PITAVASTATIN IN THE MANAGEMENT OF RHEUMATOID ARTHRITIS
Sudhananthini Thangam, Revathi Pitchaipillai*, JeganArokiasamy, Chinthana Govindarajan, Bhuvaneswari Shanmugasundaram, Manickavasagam Subramania Pillai
Rheumatoid Arthritis (RA) is an auto-immune disease predominately affects synovial joints. The clinical hallmark of RA is inflammation of peripheral joints - typically in the hands (metacarpophalangeal joints and proximal interphalangeal joints), causing pain, stiffness and often some degree of irreversible joint damage, deformity and disability. RA can also affect various organs and organ systems including skin, lungs, heart, kidney, nervous system and gastrointestinal tract. Worldwide prevalence of RA was recorded from the range between 2.0 to 10.7 per 1,000 based on the 1987 revised American College of Rheumatology
(ACR) criteria. In INDIA, the prevalence is found to be approximately 0.75%. Classification as definite RA is based on the joint American College of Rheumatology (ACR) and the European League against Rheumatism (EULAR) criteria. The management of RA involves the use of Symptom modifying anti rheumatoid drugs (SMARDs) like Non steroidal anti-inflammatory drugs, glucocorticoids and Disease modifying anti rheumatoid drugs (DMARDs) like Methotrexate, Sulphasalazine etc.

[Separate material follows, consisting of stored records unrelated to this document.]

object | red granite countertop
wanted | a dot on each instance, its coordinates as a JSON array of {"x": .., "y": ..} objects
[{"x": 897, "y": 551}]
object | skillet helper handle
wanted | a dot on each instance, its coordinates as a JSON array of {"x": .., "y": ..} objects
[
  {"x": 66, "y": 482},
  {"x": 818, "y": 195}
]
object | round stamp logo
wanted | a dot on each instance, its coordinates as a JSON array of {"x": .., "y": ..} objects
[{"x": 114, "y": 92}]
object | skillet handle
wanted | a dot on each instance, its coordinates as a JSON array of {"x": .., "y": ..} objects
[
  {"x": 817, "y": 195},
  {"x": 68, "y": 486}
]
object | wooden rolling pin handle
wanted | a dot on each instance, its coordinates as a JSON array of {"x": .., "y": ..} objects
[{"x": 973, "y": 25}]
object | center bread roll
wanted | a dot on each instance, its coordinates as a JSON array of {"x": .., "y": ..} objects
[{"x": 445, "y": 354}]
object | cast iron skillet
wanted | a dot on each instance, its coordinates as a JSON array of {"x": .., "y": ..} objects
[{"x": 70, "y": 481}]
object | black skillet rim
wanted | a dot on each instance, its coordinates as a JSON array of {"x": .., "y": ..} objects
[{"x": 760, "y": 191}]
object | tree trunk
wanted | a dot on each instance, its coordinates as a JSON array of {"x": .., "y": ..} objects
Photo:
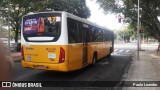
[{"x": 16, "y": 31}]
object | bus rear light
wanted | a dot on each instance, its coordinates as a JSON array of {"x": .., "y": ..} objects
[
  {"x": 62, "y": 55},
  {"x": 22, "y": 53}
]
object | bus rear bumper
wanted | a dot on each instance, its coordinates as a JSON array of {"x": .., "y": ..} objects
[{"x": 46, "y": 66}]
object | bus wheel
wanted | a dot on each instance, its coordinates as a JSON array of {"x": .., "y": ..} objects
[{"x": 94, "y": 59}]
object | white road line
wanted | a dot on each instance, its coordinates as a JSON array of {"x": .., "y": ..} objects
[
  {"x": 127, "y": 50},
  {"x": 121, "y": 50}
]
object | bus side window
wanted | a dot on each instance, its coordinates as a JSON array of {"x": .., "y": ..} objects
[{"x": 73, "y": 33}]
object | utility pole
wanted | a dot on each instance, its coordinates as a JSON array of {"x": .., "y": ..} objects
[{"x": 138, "y": 33}]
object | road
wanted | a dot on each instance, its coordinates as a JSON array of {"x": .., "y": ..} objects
[{"x": 108, "y": 69}]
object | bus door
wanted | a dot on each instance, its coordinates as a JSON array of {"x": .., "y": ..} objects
[{"x": 85, "y": 39}]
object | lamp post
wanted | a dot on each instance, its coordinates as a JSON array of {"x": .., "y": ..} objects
[
  {"x": 138, "y": 33},
  {"x": 8, "y": 28}
]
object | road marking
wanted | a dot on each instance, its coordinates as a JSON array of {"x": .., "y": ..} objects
[
  {"x": 121, "y": 50},
  {"x": 127, "y": 51}
]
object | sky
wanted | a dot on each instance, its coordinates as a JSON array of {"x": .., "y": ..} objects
[{"x": 97, "y": 16}]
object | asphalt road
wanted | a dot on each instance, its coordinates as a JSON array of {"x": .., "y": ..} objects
[{"x": 108, "y": 69}]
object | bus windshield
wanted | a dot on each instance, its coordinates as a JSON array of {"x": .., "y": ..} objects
[{"x": 41, "y": 27}]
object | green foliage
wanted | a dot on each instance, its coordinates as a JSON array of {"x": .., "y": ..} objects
[
  {"x": 18, "y": 8},
  {"x": 149, "y": 10}
]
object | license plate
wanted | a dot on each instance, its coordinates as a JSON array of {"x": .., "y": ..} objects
[
  {"x": 51, "y": 55},
  {"x": 41, "y": 67}
]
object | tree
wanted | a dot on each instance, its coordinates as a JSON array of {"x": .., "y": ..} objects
[
  {"x": 18, "y": 8},
  {"x": 149, "y": 11}
]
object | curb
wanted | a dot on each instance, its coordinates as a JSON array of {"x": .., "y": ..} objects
[
  {"x": 121, "y": 83},
  {"x": 17, "y": 61}
]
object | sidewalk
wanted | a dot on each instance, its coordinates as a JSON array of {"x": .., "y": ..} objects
[
  {"x": 145, "y": 69},
  {"x": 16, "y": 56}
]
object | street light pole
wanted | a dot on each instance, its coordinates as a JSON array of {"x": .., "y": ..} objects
[
  {"x": 8, "y": 29},
  {"x": 138, "y": 33}
]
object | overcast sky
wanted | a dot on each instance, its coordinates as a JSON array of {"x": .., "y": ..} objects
[{"x": 97, "y": 16}]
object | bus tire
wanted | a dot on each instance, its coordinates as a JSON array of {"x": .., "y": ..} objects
[{"x": 94, "y": 58}]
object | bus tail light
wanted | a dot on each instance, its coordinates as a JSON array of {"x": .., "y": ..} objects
[
  {"x": 62, "y": 55},
  {"x": 22, "y": 53}
]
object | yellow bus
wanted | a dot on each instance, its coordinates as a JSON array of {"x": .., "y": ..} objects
[{"x": 60, "y": 41}]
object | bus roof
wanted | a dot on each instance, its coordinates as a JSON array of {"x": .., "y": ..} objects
[{"x": 74, "y": 17}]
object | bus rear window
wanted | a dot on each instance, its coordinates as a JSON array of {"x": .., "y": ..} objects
[{"x": 42, "y": 27}]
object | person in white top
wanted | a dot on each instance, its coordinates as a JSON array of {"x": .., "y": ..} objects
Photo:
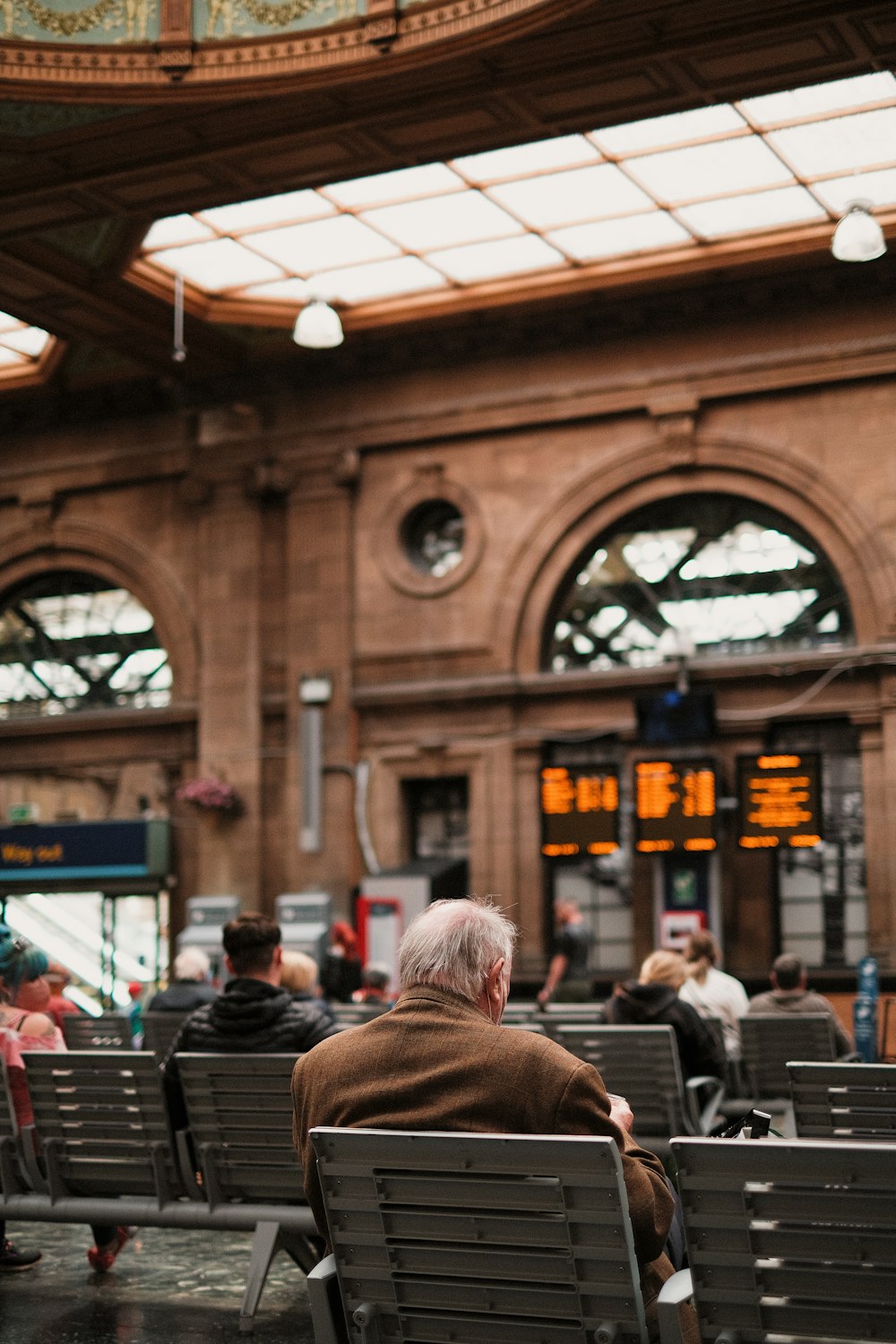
[{"x": 713, "y": 992}]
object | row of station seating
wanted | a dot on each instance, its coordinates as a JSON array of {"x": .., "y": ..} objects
[{"x": 438, "y": 1228}]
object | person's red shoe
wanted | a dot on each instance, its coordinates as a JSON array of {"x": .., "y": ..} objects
[{"x": 104, "y": 1257}]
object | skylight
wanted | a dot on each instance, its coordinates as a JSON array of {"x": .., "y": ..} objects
[
  {"x": 22, "y": 347},
  {"x": 667, "y": 190}
]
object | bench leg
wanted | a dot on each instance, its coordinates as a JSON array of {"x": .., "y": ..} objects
[{"x": 263, "y": 1252}]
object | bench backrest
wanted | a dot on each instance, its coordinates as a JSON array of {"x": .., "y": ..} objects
[
  {"x": 109, "y": 1031},
  {"x": 102, "y": 1123},
  {"x": 641, "y": 1064},
  {"x": 844, "y": 1101},
  {"x": 239, "y": 1113},
  {"x": 790, "y": 1239},
  {"x": 769, "y": 1040},
  {"x": 479, "y": 1236},
  {"x": 160, "y": 1030}
]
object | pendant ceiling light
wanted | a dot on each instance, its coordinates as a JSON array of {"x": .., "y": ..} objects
[
  {"x": 317, "y": 327},
  {"x": 858, "y": 237}
]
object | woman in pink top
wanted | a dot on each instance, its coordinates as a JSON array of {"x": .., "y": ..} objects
[{"x": 24, "y": 1026}]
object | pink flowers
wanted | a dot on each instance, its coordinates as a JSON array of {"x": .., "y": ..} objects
[{"x": 210, "y": 796}]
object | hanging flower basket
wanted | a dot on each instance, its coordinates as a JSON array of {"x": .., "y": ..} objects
[{"x": 211, "y": 796}]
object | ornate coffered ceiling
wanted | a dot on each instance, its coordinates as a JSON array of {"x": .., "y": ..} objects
[{"x": 93, "y": 152}]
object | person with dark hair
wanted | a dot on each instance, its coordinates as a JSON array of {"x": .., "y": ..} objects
[
  {"x": 24, "y": 1026},
  {"x": 711, "y": 991},
  {"x": 788, "y": 994},
  {"x": 567, "y": 978},
  {"x": 253, "y": 1013},
  {"x": 441, "y": 1059},
  {"x": 651, "y": 1000},
  {"x": 341, "y": 969}
]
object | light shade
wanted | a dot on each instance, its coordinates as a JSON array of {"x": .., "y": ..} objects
[
  {"x": 857, "y": 237},
  {"x": 317, "y": 327}
]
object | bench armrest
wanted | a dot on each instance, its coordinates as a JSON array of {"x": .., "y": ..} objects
[
  {"x": 672, "y": 1295},
  {"x": 325, "y": 1301}
]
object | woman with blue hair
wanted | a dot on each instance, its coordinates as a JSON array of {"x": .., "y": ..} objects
[{"x": 24, "y": 1026}]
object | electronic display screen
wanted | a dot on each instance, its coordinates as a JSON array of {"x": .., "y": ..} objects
[
  {"x": 675, "y": 806},
  {"x": 676, "y": 717},
  {"x": 579, "y": 811},
  {"x": 780, "y": 800}
]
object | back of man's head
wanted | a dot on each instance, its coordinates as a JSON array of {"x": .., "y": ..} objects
[
  {"x": 454, "y": 943},
  {"x": 191, "y": 964},
  {"x": 788, "y": 970},
  {"x": 250, "y": 941}
]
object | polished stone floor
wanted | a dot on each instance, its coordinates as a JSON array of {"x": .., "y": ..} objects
[{"x": 167, "y": 1288}]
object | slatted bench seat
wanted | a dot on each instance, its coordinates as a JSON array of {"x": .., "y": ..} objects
[
  {"x": 498, "y": 1238},
  {"x": 844, "y": 1101},
  {"x": 641, "y": 1064},
  {"x": 108, "y": 1156},
  {"x": 788, "y": 1239}
]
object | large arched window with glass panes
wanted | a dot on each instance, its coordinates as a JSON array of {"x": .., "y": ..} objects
[
  {"x": 704, "y": 577},
  {"x": 696, "y": 575},
  {"x": 72, "y": 640}
]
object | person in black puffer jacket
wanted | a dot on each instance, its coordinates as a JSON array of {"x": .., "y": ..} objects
[
  {"x": 651, "y": 1000},
  {"x": 253, "y": 1013}
]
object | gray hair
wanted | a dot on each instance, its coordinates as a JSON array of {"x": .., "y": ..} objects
[
  {"x": 191, "y": 964},
  {"x": 454, "y": 943}
]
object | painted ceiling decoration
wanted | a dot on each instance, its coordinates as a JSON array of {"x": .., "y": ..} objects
[
  {"x": 152, "y": 43},
  {"x": 432, "y": 116}
]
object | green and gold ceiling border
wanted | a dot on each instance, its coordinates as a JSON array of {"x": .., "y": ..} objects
[{"x": 129, "y": 48}]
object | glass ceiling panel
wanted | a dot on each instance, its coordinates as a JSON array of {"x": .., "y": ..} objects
[
  {"x": 764, "y": 210},
  {"x": 304, "y": 249},
  {"x": 21, "y": 344},
  {"x": 389, "y": 187},
  {"x": 716, "y": 169},
  {"x": 573, "y": 196},
  {"x": 492, "y": 261},
  {"x": 524, "y": 160},
  {"x": 616, "y": 237},
  {"x": 861, "y": 140},
  {"x": 268, "y": 211},
  {"x": 876, "y": 187},
  {"x": 678, "y": 183},
  {"x": 678, "y": 128},
  {"x": 218, "y": 265},
  {"x": 177, "y": 230},
  {"x": 444, "y": 222},
  {"x": 836, "y": 96}
]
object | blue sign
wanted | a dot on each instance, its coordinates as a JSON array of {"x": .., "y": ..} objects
[
  {"x": 90, "y": 851},
  {"x": 866, "y": 972},
  {"x": 866, "y": 1027}
]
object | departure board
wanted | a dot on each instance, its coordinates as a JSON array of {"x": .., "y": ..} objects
[
  {"x": 780, "y": 800},
  {"x": 675, "y": 806},
  {"x": 579, "y": 811}
]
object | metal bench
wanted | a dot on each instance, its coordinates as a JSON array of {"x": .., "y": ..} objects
[
  {"x": 844, "y": 1101},
  {"x": 500, "y": 1238},
  {"x": 641, "y": 1064},
  {"x": 788, "y": 1239},
  {"x": 108, "y": 1156},
  {"x": 160, "y": 1030},
  {"x": 109, "y": 1031}
]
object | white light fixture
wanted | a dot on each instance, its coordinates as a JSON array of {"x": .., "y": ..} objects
[
  {"x": 857, "y": 237},
  {"x": 317, "y": 327}
]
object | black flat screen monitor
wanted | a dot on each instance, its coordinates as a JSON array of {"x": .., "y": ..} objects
[{"x": 672, "y": 718}]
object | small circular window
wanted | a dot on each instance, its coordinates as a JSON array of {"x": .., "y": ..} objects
[{"x": 433, "y": 537}]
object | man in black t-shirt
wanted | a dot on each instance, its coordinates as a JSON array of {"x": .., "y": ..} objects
[{"x": 568, "y": 980}]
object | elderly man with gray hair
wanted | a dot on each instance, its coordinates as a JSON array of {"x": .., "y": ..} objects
[{"x": 440, "y": 1059}]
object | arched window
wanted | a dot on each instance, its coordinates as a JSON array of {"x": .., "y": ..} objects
[
  {"x": 696, "y": 575},
  {"x": 74, "y": 642}
]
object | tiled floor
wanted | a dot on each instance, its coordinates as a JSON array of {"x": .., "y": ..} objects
[{"x": 167, "y": 1288}]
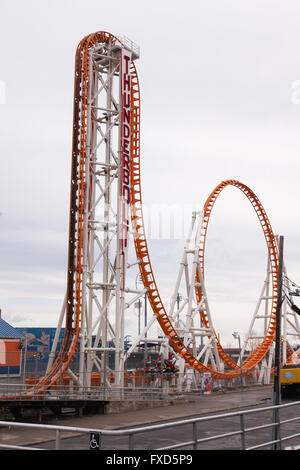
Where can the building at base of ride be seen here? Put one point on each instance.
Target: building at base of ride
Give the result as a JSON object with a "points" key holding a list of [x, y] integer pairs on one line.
{"points": [[10, 350]]}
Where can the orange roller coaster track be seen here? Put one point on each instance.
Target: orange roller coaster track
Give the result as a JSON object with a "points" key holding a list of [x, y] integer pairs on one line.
{"points": [[79, 184]]}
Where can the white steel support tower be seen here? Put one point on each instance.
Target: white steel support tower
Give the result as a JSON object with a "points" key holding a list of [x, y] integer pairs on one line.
{"points": [[106, 213], [186, 318]]}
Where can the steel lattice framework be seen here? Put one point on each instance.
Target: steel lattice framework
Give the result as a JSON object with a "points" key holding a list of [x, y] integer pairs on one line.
{"points": [[101, 160]]}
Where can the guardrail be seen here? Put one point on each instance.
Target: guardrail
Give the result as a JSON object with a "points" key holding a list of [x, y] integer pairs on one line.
{"points": [[193, 442]]}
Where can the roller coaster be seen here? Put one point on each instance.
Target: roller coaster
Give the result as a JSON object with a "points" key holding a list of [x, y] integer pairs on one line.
{"points": [[106, 213]]}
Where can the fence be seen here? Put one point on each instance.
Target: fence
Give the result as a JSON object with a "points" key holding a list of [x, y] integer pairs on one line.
{"points": [[192, 439]]}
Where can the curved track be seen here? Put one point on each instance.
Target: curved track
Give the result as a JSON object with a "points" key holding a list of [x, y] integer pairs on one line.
{"points": [[75, 256]]}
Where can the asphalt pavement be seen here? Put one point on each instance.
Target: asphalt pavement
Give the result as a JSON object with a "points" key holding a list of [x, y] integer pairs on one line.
{"points": [[188, 405]]}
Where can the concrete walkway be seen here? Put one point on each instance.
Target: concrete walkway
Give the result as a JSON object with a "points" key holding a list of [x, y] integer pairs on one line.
{"points": [[188, 406]]}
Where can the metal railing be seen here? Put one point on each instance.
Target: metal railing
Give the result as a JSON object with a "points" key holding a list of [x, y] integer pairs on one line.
{"points": [[194, 441]]}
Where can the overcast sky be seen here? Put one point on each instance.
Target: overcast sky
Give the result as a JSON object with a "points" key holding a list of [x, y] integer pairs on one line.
{"points": [[219, 87]]}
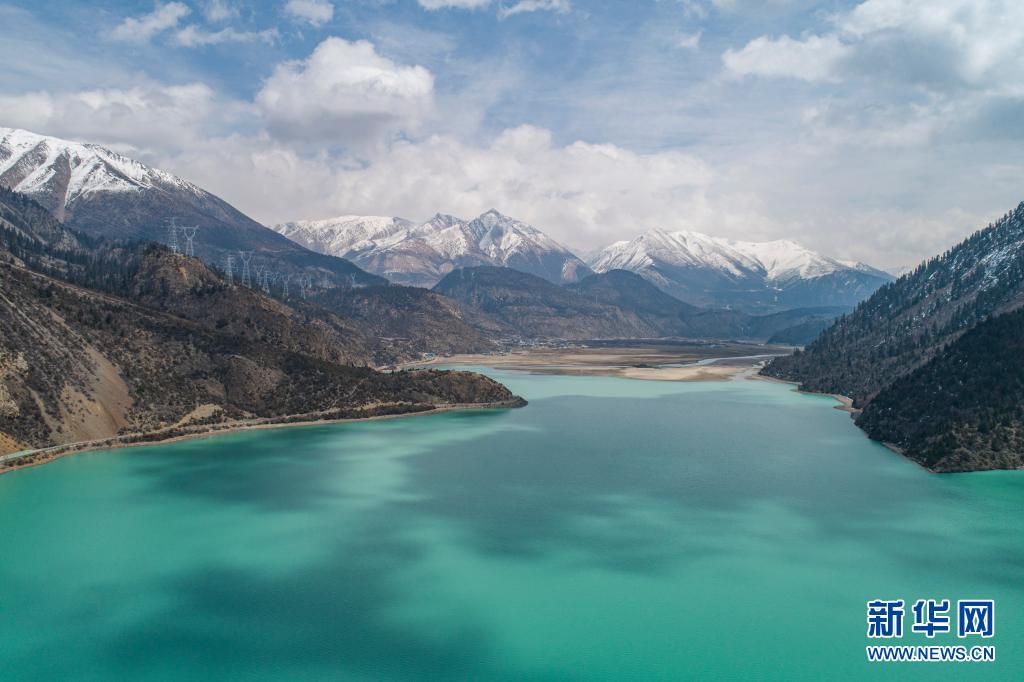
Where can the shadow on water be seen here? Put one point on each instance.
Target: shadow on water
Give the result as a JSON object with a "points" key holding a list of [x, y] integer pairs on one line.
{"points": [[328, 620], [570, 472]]}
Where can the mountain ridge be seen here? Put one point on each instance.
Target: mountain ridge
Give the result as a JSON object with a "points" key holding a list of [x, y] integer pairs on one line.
{"points": [[756, 276], [421, 254], [98, 192]]}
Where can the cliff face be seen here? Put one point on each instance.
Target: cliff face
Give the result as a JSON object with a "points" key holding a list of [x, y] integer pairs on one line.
{"points": [[964, 410], [933, 358], [101, 339], [406, 321], [77, 365]]}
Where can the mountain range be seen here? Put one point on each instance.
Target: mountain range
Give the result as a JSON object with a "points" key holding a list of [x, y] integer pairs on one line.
{"points": [[932, 359], [421, 254], [617, 304], [748, 275], [756, 278], [125, 341], [95, 190]]}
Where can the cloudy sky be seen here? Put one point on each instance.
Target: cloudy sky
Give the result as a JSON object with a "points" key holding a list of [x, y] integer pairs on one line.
{"points": [[883, 130]]}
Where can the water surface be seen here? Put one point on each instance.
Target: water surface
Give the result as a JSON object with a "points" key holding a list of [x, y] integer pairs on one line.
{"points": [[612, 529]]}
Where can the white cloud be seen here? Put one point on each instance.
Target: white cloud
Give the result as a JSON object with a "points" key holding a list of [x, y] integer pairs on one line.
{"points": [[173, 117], [940, 45], [813, 58], [454, 4], [560, 6], [936, 42], [193, 36], [689, 41], [315, 12], [345, 93], [141, 29], [219, 10]]}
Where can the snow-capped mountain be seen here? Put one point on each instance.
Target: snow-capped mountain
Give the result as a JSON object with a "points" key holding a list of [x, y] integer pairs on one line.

Statins, introduced to the market as lipid-lowering agents, have been shown to reduce cardiovascular morbidity and mortality. Various trials with statins on RA like TARA trial have proved their efficacy in the management and prevention of risk factors in RA. Pitavastatin, the seventh statin is a new member of the statin family. Being a lipophilic statin it can easily penetrate hepatic and extrahepatic tissues like bone and exert its anti-inflammatory effect. It is proved to be efficacious compared to other statins based on Patrol trial, Lives study and Chiba study. Many studies demonstrated that pitavastatin increases bone resorption in RA. Pitavastatin is proved to be a more safer and efficient adjuvant drug in the management of RA along with DMARDs, particularly in elderly patients.
Keywords: Rheumatoid Arthritis, Statins, Pitavastatin, Synovitis, Inflammation.